OSAKA: A large amount of lithium, one of the key elements in the chemical evolution of the cosmos, is produced by stellar explosions called novae.
The findings, reported in the journal Nature, provide the first direct evidence that lithium, which is used for lithium-ion batteries in computers, smart phones and eco-cars, is produced by stellar objects.
“Understanding the way lithium is produced, means we can now understand every process of elemental production in the universe,” says the study’s lead author Dr Akito Tajitsu of the National Astronomical Observatory of Japan.
A nova is an extremely bright thermonuclear explosion on the surface of a white dwarf, the slowly cooling core of a star like our Sun after its run out of hydrogen and helium fuel.

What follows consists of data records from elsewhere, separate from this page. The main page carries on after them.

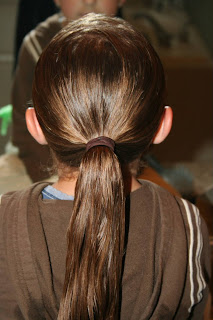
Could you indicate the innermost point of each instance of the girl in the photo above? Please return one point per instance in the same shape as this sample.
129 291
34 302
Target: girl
133 250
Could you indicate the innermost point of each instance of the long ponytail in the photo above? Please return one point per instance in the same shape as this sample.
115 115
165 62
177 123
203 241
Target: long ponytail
97 77
95 240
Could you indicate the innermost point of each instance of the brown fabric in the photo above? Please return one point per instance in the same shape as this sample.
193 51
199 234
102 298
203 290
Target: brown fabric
157 278
35 157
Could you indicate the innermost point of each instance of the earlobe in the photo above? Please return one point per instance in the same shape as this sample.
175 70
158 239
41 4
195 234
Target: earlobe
33 126
165 126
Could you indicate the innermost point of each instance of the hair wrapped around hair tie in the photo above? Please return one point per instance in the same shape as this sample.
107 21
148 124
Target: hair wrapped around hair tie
101 141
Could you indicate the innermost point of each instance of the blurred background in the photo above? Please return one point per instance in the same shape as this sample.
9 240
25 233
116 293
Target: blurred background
182 34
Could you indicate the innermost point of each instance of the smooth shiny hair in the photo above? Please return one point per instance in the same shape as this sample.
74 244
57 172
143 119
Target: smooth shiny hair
97 77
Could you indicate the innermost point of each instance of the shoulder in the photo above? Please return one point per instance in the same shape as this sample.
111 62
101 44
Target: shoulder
37 39
10 201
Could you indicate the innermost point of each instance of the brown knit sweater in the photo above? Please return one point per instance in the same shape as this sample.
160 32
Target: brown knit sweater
166 269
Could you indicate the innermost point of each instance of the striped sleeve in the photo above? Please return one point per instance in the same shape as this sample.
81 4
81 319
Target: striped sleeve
197 260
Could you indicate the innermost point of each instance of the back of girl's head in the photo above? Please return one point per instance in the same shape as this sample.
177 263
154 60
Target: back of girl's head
97 77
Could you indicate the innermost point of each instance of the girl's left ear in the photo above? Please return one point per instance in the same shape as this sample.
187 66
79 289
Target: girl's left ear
165 126
33 126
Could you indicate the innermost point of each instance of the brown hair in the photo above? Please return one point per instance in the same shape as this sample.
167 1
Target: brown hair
97 77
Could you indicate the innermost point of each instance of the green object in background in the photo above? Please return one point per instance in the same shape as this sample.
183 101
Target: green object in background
6 116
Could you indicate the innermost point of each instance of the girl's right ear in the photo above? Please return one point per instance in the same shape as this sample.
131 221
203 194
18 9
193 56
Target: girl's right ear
33 126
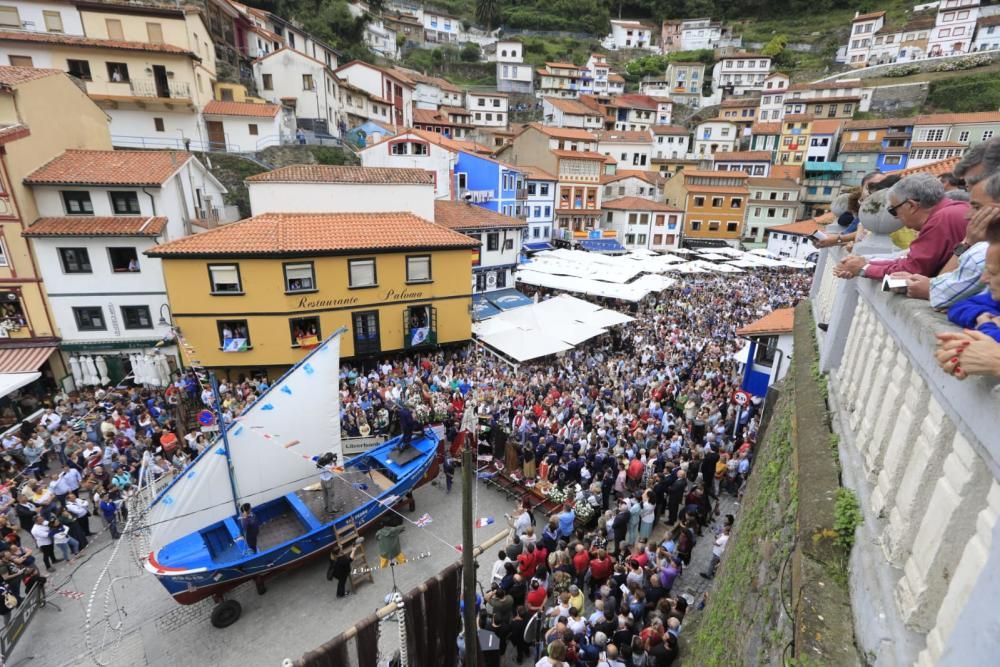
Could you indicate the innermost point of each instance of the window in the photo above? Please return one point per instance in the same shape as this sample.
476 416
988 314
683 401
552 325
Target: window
123 260
79 68
118 72
155 33
75 260
234 335
305 331
89 318
114 27
299 277
77 202
10 18
225 278
53 21
361 273
124 203
418 269
137 317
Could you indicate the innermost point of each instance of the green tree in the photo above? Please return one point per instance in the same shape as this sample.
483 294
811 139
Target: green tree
488 12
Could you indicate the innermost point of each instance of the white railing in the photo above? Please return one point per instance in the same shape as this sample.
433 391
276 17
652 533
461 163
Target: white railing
922 451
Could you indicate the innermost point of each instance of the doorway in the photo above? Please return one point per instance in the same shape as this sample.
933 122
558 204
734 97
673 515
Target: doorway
216 135
161 81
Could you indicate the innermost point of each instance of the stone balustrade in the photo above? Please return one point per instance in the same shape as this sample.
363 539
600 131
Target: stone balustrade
922 451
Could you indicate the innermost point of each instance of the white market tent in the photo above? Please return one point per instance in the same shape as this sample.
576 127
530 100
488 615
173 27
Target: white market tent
547 327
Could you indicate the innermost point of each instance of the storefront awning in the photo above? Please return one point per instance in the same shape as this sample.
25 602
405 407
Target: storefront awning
24 359
11 381
508 299
602 245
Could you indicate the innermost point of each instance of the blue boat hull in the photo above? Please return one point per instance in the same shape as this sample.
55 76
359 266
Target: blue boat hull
198 578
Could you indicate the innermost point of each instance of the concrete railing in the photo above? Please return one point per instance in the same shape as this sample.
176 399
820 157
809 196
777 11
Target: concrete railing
922 451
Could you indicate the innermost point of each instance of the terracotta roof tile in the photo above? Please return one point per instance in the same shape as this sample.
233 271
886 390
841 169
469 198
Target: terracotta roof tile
638 204
322 173
460 215
82 225
777 321
12 76
73 40
217 108
305 234
87 167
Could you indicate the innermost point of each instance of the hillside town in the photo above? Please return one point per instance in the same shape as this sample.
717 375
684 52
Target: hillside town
573 286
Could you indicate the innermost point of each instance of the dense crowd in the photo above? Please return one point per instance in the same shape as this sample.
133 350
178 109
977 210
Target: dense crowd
634 433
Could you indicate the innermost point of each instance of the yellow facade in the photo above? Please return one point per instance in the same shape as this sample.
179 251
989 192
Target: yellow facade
48 134
273 315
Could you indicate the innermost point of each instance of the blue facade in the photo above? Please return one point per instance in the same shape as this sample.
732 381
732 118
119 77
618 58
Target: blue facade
483 175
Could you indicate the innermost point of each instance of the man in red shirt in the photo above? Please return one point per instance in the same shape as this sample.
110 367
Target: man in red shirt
918 201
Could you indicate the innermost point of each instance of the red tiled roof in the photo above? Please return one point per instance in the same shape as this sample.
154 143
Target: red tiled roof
637 204
461 215
323 173
82 225
777 321
739 156
88 167
12 76
217 108
73 40
305 234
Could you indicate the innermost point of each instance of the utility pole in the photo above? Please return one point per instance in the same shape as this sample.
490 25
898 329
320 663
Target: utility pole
468 564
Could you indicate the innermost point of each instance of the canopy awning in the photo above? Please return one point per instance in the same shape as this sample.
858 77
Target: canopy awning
11 381
24 359
508 299
602 245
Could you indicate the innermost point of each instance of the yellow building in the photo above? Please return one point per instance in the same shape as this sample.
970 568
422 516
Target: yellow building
714 203
34 107
251 297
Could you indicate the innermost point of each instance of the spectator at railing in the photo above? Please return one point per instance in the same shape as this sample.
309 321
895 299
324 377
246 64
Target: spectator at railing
961 276
920 204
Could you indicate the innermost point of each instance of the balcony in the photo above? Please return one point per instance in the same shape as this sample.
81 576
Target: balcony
163 89
920 449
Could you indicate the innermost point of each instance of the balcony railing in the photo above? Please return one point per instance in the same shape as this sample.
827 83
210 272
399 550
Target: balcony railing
169 89
920 449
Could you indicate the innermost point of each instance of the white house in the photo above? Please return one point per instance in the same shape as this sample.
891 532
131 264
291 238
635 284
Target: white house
304 188
513 75
737 73
641 223
792 240
564 112
246 127
98 212
627 34
303 83
487 109
715 135
631 149
954 28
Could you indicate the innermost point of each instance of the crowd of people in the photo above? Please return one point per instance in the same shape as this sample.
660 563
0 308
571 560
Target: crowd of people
635 431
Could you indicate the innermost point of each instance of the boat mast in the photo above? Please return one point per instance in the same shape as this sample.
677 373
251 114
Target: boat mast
217 400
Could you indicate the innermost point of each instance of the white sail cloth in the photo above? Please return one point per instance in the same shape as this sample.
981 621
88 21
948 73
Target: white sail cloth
303 406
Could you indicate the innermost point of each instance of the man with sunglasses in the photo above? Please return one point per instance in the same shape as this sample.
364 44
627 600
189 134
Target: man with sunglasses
919 202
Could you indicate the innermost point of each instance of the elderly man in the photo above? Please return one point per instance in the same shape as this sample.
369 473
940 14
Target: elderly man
920 204
960 277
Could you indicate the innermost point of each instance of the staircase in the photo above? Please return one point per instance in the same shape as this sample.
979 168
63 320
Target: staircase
347 536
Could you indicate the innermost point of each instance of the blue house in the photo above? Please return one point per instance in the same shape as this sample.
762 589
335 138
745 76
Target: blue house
489 183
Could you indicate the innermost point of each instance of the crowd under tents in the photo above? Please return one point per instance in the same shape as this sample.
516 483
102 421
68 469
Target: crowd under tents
547 327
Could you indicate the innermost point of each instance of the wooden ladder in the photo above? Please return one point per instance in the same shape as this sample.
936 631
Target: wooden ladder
347 536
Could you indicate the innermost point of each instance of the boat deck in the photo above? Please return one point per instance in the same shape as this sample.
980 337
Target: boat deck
347 496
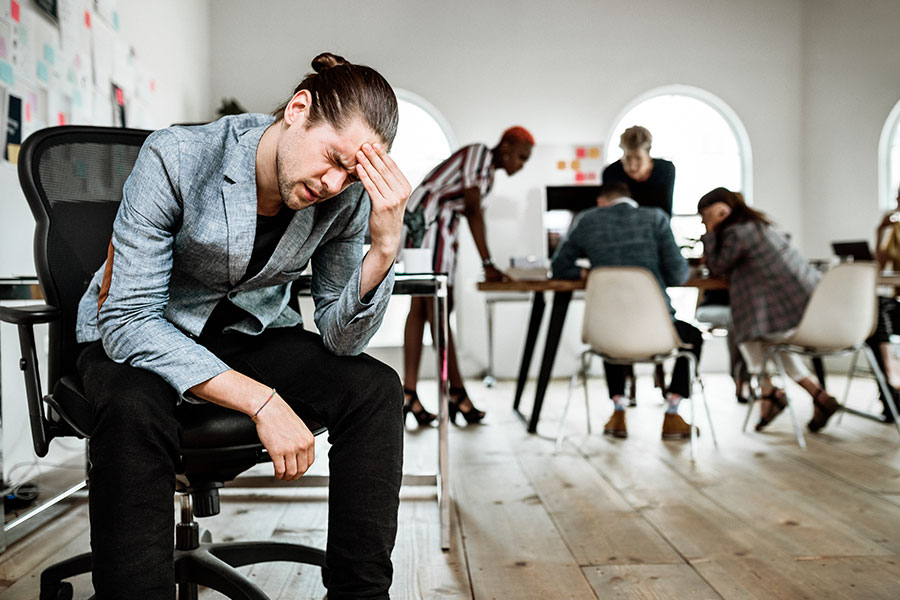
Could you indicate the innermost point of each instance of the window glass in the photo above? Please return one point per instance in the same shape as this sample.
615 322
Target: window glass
693 133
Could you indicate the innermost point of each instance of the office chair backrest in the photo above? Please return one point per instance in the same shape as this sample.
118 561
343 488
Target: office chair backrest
626 315
72 177
842 311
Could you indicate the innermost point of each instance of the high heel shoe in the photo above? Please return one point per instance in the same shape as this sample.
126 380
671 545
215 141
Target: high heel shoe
412 404
825 406
458 396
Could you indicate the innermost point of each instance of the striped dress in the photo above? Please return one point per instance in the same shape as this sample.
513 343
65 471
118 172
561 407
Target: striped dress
434 208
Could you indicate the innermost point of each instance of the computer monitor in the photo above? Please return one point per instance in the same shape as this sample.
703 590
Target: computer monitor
563 203
855 249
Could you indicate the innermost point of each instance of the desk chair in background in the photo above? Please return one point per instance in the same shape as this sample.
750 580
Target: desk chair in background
627 321
840 315
72 177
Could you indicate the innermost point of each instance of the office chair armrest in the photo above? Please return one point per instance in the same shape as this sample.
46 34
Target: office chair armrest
25 318
29 315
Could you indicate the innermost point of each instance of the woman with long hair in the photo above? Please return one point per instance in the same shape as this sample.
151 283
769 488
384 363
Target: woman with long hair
770 284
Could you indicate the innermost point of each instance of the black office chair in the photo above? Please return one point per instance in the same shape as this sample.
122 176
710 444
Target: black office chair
72 177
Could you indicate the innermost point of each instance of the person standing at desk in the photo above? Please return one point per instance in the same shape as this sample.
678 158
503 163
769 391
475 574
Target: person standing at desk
215 223
456 187
651 181
771 284
620 233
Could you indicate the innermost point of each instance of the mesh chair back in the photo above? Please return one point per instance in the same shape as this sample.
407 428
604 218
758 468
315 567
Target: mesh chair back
626 315
72 177
842 311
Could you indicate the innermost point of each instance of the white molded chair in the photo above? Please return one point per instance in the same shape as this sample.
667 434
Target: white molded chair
841 314
627 321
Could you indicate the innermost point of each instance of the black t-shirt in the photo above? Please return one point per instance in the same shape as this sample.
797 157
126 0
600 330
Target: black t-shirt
269 230
655 191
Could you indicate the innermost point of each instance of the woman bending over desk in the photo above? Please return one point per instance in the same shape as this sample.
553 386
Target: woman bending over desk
456 187
770 284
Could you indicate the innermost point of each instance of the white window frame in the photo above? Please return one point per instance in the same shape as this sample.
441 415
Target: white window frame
887 189
731 118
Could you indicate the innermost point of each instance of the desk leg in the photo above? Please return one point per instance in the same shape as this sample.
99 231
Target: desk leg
443 325
554 332
534 324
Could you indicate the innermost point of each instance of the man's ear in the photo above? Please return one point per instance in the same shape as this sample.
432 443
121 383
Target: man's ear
298 107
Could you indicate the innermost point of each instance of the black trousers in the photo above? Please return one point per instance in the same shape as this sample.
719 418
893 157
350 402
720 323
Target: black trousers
134 454
680 384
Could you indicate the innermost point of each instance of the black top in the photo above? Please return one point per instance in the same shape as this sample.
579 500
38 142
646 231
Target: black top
269 230
655 191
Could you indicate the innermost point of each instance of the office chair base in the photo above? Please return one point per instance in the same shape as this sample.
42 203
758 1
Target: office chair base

Because white dwarfs have long lives and can experience multiple nova events, it means the total production of lithium will be quite large over the history of the universe, says Tajitsu.
The origin of lithium and its production process have long been uncertain.
Together with hydrogen and helium, a small amount of lithium was generated directly through Big Bang nucleosynthesis and is now produced through collisions between cosmic ray particles and gas in the interstellar medium.
Chemical evolution models and observed lithium abundances in the Milky Way indicate at least half of all the lithium is produced in old bloated stars called red giants, in their successors known as asymptotic giant branch stars, and by novae.
But lithium is very fragile at the high temperatures found in stars, and so until now there’s been little direct evidence to support the idea of novae being a major source of lithium.